Hecataeus is a tool we implemented that represents a data-centric ecosystem (e.g., database schema along with its dependent views and queries) as a uniform directed graph. The tool enables the user to create evolution scenarios and examine their impact over the graph as well as to define rules so that both syntactical and semantic correctness of the affected constructs is retained. It also supports an extensible suite of design metrics, which can be used for detecting crucial and vulnerable parts of the system regarding potential evolution events.
Privacy Preservation
More and more data related to sensitive areas of human activity are published for statistical and commercial reasons, but also for transparency reasons, especially when public bodies are involved. The publication can be fully open, for example, a website posting, or may be restricted, e.g., within professional associations. In all cases, this gives rise to several issues concerning the preservation of privacy for people described in the data.
Our aim is to develop techniques to ensure privacy for published data, providing anonymity guarantees. We emphasize that simply removing the attributes that directly link the identity of a person with a set of data, for example, the VAT, does not ensure that this connection will remain hidden. The identity of the person can be discovered with the help of external catalogs (such as voter registration lists, telephone directories) that identify a person based on data, e.g., age and place of residence, which in general do not characterize a single individual.
Our research interests focus on sparse multidimensional data, in multiple publications from various sources, spatiotemporal data, as well as life sciences data. IMIS has developed a series for prototypes for anonymizing high dimensional data, like set-valued data, trajectory data, and tree-structured data. Moreover, IMIS has developed tools specialized for anonymizing tax-related data. IMIS has worked with the Greek General Secretarial of Information Systems to produce an anonymization solution that would allow publishing tax data with high-level information content, without compromising the privacy of tax payers.

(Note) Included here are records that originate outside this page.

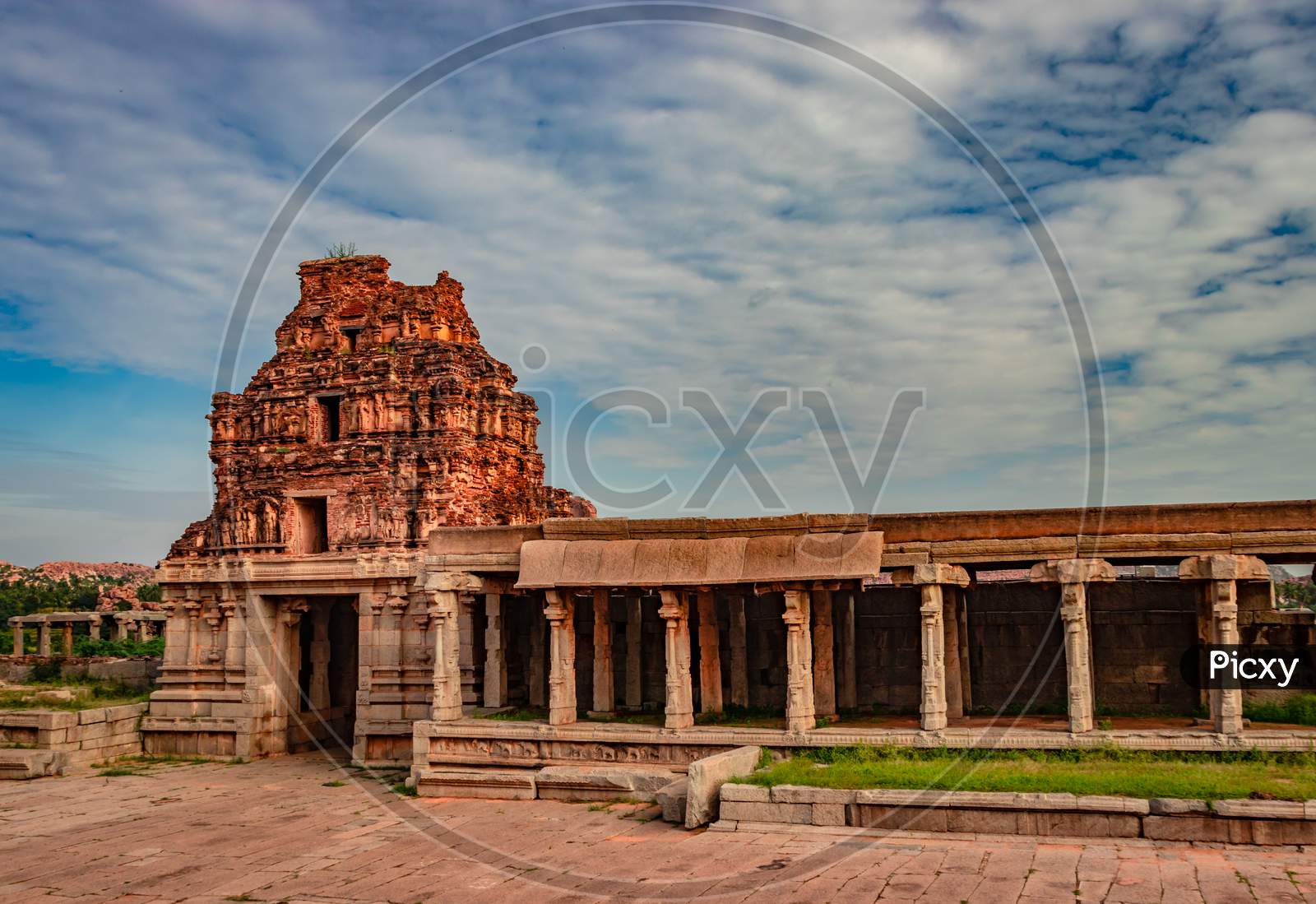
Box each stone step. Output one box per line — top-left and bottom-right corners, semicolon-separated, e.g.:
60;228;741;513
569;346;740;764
654;777;689;825
416;768;535;800
535;766;676;801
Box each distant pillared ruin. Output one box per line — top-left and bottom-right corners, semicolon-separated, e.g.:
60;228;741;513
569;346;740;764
169;255;594;558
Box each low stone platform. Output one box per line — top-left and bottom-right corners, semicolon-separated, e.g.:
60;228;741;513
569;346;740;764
712;784;1316;845
413;766;678;801
0;748;68;781
412;718;1316;770
0;702;146;777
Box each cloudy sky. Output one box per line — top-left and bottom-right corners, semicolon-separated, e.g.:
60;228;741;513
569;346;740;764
0;0;1316;564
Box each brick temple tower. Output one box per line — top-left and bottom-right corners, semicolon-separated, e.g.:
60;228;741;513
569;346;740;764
169;255;594;558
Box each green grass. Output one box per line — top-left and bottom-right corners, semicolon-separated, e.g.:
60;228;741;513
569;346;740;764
745;746;1316;800
1242;693;1316;725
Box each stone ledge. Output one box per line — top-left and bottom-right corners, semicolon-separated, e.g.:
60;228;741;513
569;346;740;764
416;768;535;800
0;748;68;781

Emerging Research Directions
IMIS has an active research and development record in this area, involving several ongoing research projects. This line of work will be continued towards the following focal points:
- Change management, evolution and preservation of linked information on the Data Web
- Integration and fusion of heterogeneous information in linked dataspaces
- Publishing and querying geospatial, scientific and multidimensional data on the Data Web
- Privacy and anonymization techniques for publishing linked data.